Parece preceptivo al hablar de Buzzati mencionar a Poe, Kafka y la novela gótica. Yo me conformaría con Kafka, no porque las otras dos influencias no existan, sino porque esta última es la que atañe al tronco central de su obra. También suele hablarse de surrealismo, pero entonces deberíamos fijarnos sobre todo en dos compatriotas suyos: De Chirico y Alberto Savinio, hermanos ambos, por cierto. En buena parte, esta aplicación de influencias se debe al hecho de que la obra de Buzzati pertenece a la fantasía, a lo alegórico. También hay mucho de esa figura llamada parábola con su valor ejemplificador y cargado de consideraciones morales. Y, por último, hay una fuerte recurrencia –como no puede ser menos a tenor de lo anteriormente dicho– al espacio de lo simbólico.
 

El desierto de los tártaros contiene un elemento literario esencial en su obra, cual es el tema de la espera. El argumento es el siguiente: un joven teniente recién salido de la Escuela Militar, Giovanni Drago, es destinado a un puesto fronterizo fortificado del reino llamado la Fortaleza Bastiani. Mientras cabalga, a medida que se acerca lentamente por caminos difíciles, la Fortaleza va perfilándose como un cul-de-sac en los límites del reino y un destino oprimente, tan abandonado que un campesino al que pregunta por ellano la recuerda. Apenas llega, descubre que se encuentra, aislado tras las montañas, en una frontera perdida que se abre a un desierto interminable y vacío. Allí se espera al enemigo que vendrá del norte, un enemigo que nunca llega. Giovanni comprende pronto que no desea permanecer allí, que es como estar fuera del mundo habitado, y piensa en regresar; pero por su carácter responsable y su concepción militar, acepta un plazo prudente de confirmación; el plazo va alargándose meses y años por una u otra razón y cuando regresa de permiso a su ciudad ya nada es lo mismo que guarda su memoria, por lo que decide regresar a la fortaleza.

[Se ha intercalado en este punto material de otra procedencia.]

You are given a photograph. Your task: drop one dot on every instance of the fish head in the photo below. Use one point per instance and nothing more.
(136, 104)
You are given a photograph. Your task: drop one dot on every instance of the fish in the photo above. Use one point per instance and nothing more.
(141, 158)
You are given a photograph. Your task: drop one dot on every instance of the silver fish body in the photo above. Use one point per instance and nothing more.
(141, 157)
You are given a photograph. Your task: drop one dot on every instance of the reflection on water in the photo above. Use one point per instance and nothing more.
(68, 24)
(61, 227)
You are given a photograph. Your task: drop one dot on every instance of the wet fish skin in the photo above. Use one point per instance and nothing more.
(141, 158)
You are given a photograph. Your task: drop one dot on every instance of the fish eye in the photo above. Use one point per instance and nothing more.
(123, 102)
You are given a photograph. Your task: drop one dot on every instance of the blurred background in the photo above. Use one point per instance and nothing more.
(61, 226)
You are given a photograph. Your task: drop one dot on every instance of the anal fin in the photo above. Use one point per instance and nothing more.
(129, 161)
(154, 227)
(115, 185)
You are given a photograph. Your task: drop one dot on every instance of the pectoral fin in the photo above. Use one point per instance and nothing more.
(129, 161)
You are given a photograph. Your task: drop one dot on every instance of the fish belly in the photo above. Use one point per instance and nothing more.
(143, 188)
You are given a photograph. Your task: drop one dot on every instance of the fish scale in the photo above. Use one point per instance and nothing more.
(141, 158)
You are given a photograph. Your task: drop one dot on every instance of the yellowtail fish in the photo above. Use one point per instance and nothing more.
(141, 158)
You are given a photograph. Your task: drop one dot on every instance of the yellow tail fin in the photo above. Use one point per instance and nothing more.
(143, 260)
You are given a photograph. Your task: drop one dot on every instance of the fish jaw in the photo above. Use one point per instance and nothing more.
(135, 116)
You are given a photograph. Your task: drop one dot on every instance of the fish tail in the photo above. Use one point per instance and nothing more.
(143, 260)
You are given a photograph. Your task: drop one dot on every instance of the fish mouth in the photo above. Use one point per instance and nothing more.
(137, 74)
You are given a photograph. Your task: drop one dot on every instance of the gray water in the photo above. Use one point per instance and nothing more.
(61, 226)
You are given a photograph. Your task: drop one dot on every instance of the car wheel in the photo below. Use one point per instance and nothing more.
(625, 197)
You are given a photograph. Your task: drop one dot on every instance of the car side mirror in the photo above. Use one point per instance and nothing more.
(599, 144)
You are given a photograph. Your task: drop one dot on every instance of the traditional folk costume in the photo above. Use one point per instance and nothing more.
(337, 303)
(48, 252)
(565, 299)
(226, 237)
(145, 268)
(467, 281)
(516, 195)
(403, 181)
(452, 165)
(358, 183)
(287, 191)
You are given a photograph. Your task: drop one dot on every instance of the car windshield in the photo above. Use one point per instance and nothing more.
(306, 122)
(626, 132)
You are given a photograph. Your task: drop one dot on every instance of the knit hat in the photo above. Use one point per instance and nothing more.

Más tarde, cuando por fin toma la firme decisión de irse, un problema burocrático se lo impide y así continúa hasta que un día, enfermo y agotado Giovanni, el enemigo se deja ver y avanza sobre la fortaleza.

«En tiempos –le dice un veterano capitán al que encuentra por el camino–, la Fortaleza Bastiani era un gran honor. Ahora dicen que es una frontera muerta, no piensan en que la frontera es siempre la frontera y nunca se sabe». En este comentario está la clave que mantiene a Giovanni en la Fortaleza, aguardando. «Era la hora de las esperanzas y él meditaba sobre las heroicas historias que probablemente no se harían realidad nunca, pero que, aun así, servían para alentar la vida […]. En el fondo, habría bastado una simple batalla, una batalla sola, pero en serio, lanzarse a la carga con uniforme de gala y ser capaz de sonreír al precipitarse hacia las herméticas caras de los enemigos. Una batalla y después habría estado satisfecho para toda la vida». A lo que asistimos a lo largo del impresionante relato es a la alegoría de una vida organizada en torno a un ideal que el tiempo y el sometimiento del personaje a un modo de vida roen hasta dejarlo en el hueso. Giovanni no es un cobarde ni un pusilánime: es simplemente un hombre que decide convertir la circunstancia en destino. Una vez que se alista no modifica un ápice su línea de conducta; como tantos seres humanos, se introduce en un cauce y por él se dirige a la extinción. La novela es, pues, el relato de esa espera del momento en que se convertirá en héroe. Pero Giovanni no se dirige a la heroicidad, sino que aguarda y aguarda hasta que ella venga a él. Cuando la convicción, primero, y la esperanza, después, degeneran en pasividad, ya sólo sabe aguardar, él mismo se ha encerrado en un callejón de vida que sólo tomará de vuelta, viejo y cansado, para alejarse del momento cumbre, el de la batalla que al fin llega, pero que ya no le alcanza. Sólo entonces tendrá una oportunidad, no de ser héroe para los demás, sino de serlo sólo para sí mismo ante la indiferencia o el olvido de los demás. Será ante el mayor enemigo: la muerte. Entonces comprende el verdadero sentido del valor. «El comandante Giovanni Drogo, consumido por la enfermedad y los años, pobre hombre, hizo fuerza contra el inmenso portal negro y se dio cuenta de que los batientes cedían y abrían el paso a la luz». Comprende y, en el lecho de una posada, camino de la ciudad, recibe a la muerte con una sonrisa. La espera ha concluido.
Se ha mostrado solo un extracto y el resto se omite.